In AES-CTR + HMAC, if AES gets broken but HMAC is not, we could detect a modified cipher text, but we would likely lose confidentiality. If HMAC was broken, but AES not, (hypothetically, since there are security proofs) we return to plain AES-CTR, which is malleable.
So, in other words: in a system that uses two primitives to build a crypto system, if either primitive fails the system fails.
In AES-GCM, if the AES part is broken, then both confidentiality and authentication (integrity) are lost; if the GHASH is broken, authentication fails. And if authentication fails, we are back to AES-CTR, which is malleable.
How much future proof the above method would be in comparison to AES-GCM or any other method where auth tag is made public?
If the GHASH in AES-GCM is broken, it will be big news.
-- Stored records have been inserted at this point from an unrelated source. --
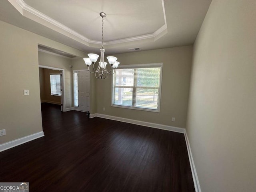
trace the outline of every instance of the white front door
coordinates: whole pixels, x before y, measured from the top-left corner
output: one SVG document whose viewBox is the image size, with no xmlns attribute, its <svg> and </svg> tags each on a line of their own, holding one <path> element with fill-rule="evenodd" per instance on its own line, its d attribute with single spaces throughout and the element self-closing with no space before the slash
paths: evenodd
<svg viewBox="0 0 256 192">
<path fill-rule="evenodd" d="M 90 111 L 90 72 L 78 72 L 78 110 Z"/>
</svg>

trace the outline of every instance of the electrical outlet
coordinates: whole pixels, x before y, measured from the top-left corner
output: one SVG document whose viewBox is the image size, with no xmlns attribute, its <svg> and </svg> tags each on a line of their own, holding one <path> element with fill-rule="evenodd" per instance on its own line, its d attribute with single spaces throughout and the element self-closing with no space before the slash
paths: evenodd
<svg viewBox="0 0 256 192">
<path fill-rule="evenodd" d="M 3 136 L 4 135 L 5 135 L 5 129 L 0 130 L 0 136 Z"/>
<path fill-rule="evenodd" d="M 29 94 L 28 90 L 27 89 L 24 89 L 24 95 L 28 95 L 28 94 Z"/>
</svg>

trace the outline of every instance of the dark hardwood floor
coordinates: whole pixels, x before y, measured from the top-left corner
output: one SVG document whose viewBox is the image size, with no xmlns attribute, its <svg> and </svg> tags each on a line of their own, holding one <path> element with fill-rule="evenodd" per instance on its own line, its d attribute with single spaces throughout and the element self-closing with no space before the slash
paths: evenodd
<svg viewBox="0 0 256 192">
<path fill-rule="evenodd" d="M 42 104 L 45 136 L 0 153 L 30 192 L 194 192 L 182 134 Z"/>
</svg>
You will know about it. And hashes are normally broken gradually, so there should be time to prepare. The same is true of a hybrid AES-CTR+HMAC mode, except you would need to remember that you are using HMAC with the AES encryption.
And in building a hybrid crypto system, you have to ensure you put the correct primitives together in the correct order.
Ultimately the question comes down to which has higher chance of getting cracked in future? AES-256 vs HASH Algorithms.
Actually, in a constructed system like AES-CTR+HMAC, if either of the primitives fails the overall system fails. (Otherwise there would have been no use in having used the part that failed.)
If AES_256_ENCRYPT_CTR(key, sha-1(plainText)+plainText) is more secure, why in TLS 1.3 AES-GCM is used?
Well, it's not more secure. But for the hybrid constructions that are, using a single mode to provide authenticated encryption is safer, because there's less for the users of the cryptography (i.e. the TLS designers and implementers) to get wrong.
(And if weaknesses in AES-GCM are found, we will get a drop-in replacement; if problems are found in either AES-CTR or HMAC, we have to figure out how to circumvent those issues where the two are used together.)